The communist government has not commented.

Word of the expected releases — which first came out over the weekend — is the latest sign that Cuba’s surprise decision to empty its jail of many political prisoners will not be limited to the 52 “prisoners of conscience” whose release had already been promised.

Those prisoners — jailed in a 2003 sweep — were all locked up for nonviolent activism and other opposition activities and are considered political prisoners by London-based Amnesty International.

But the government is holding about 100 other people who are not on Amnesty’s list, many because they have been convicted of murder, hijacking and other violent crimes. Some human rights organizations believe the convictions and lengthy sentences were politically motivated.

The list released by Sanchez on Monday includes three men — Leudis Arce Romero, Lazaro Avila Sierra and Francisco Reyes Rodriguez — serving life sentences for hijacking a plane from Cuba’s Isla de la Juventud in 2003 and demanding it be taken to the United States.

Others on the list were convicted of violent crimes including piracy, assault and “terrorism,” and were serving sentences ranging from six to 15 years.

The only prisoner on the list not convicted of a violent crime was Pavel Hernandez, who was sentenced to six years in jail for trying to leave Cuba illegally.

The release of the first wave of 52 prisoners came as part of a landmark July deal between Cuba and the island’s Roman Catholic Church that was brokered by Spain’s government. So far, 39 former inmates from those jailed in the 2003 crackdown have been sent with their families into exile in Spain, with one of them then settling in Chile.

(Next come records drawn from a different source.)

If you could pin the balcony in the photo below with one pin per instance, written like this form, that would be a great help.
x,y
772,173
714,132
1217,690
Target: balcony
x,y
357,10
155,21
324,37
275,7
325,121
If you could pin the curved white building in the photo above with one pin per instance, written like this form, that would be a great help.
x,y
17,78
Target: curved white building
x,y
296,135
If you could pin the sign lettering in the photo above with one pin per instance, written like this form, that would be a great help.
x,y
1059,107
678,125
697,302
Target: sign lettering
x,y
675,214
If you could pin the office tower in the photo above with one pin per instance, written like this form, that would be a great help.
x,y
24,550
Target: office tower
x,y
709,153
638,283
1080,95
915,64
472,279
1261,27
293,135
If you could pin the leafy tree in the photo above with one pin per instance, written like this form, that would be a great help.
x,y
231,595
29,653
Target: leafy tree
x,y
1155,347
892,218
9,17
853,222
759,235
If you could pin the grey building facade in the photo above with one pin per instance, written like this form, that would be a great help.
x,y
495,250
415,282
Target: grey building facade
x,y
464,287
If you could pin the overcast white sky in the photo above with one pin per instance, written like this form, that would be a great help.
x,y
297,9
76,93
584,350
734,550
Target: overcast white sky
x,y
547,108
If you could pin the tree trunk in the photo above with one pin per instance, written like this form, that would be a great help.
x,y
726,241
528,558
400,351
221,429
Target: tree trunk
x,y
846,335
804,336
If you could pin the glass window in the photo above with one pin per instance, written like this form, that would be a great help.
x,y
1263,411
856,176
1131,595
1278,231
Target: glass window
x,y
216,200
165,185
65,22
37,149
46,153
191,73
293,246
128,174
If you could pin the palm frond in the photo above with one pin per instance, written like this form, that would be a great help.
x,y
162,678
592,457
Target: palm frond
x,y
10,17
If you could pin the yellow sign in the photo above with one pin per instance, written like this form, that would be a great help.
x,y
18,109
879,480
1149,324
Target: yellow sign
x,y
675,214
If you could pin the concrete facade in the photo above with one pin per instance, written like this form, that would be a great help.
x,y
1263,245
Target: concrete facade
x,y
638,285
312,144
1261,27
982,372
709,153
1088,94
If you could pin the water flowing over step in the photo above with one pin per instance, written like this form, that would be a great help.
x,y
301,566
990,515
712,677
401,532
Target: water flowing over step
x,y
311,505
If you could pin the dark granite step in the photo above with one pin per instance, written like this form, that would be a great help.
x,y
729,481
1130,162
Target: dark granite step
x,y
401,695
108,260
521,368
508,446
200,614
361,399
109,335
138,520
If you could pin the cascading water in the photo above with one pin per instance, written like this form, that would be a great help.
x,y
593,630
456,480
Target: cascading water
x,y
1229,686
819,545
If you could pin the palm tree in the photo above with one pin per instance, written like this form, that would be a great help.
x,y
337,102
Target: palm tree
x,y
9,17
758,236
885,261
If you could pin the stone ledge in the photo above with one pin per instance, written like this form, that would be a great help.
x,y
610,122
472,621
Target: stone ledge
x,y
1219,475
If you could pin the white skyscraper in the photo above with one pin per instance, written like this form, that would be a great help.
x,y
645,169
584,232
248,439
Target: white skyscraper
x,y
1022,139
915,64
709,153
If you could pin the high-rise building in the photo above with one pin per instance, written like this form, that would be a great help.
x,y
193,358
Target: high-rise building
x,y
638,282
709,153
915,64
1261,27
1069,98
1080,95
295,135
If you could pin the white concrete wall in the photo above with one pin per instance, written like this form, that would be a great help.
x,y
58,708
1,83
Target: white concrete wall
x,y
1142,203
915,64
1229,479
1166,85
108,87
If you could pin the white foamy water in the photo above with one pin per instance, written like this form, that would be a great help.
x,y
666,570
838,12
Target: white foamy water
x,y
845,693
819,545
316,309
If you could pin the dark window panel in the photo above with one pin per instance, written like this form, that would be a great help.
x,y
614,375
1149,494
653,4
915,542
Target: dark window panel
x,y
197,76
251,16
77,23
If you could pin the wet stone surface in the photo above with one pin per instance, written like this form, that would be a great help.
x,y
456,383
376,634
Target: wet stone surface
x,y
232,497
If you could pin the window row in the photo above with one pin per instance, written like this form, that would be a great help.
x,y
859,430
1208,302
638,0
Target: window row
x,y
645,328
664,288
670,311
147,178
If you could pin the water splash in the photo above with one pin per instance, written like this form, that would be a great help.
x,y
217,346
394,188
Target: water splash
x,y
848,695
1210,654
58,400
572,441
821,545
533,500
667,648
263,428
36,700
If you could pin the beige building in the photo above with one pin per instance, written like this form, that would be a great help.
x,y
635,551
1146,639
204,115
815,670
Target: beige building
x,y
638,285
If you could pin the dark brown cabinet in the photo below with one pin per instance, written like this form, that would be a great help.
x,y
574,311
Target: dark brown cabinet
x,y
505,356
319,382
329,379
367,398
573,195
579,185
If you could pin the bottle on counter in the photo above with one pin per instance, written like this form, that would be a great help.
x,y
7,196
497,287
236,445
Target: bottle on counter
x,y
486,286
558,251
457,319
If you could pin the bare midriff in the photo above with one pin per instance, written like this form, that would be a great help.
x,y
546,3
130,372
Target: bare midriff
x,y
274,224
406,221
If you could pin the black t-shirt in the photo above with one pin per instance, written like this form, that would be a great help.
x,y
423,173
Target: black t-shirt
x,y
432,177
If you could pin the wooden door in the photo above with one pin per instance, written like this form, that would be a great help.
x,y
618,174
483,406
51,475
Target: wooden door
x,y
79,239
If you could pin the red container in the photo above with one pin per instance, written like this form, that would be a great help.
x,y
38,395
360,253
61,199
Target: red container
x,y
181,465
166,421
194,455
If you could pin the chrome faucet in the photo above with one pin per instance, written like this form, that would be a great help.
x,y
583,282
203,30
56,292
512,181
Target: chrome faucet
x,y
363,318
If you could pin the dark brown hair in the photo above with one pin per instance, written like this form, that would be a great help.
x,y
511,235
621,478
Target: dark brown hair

Sanchez did not say where any prisoner freed as part of a second group of releases could end up.

In Madrid on Monday, the Spanish Foreign Ministry said it has no immediate plans to take in any freed Cuban prisoners outside of the 52 whose release was negotiated by the Catholic Church. The ministry said it was not aware of any of the nine on Sanchez’s list having asked to go to Spain, or of Spain having been contacted with regard to taking them.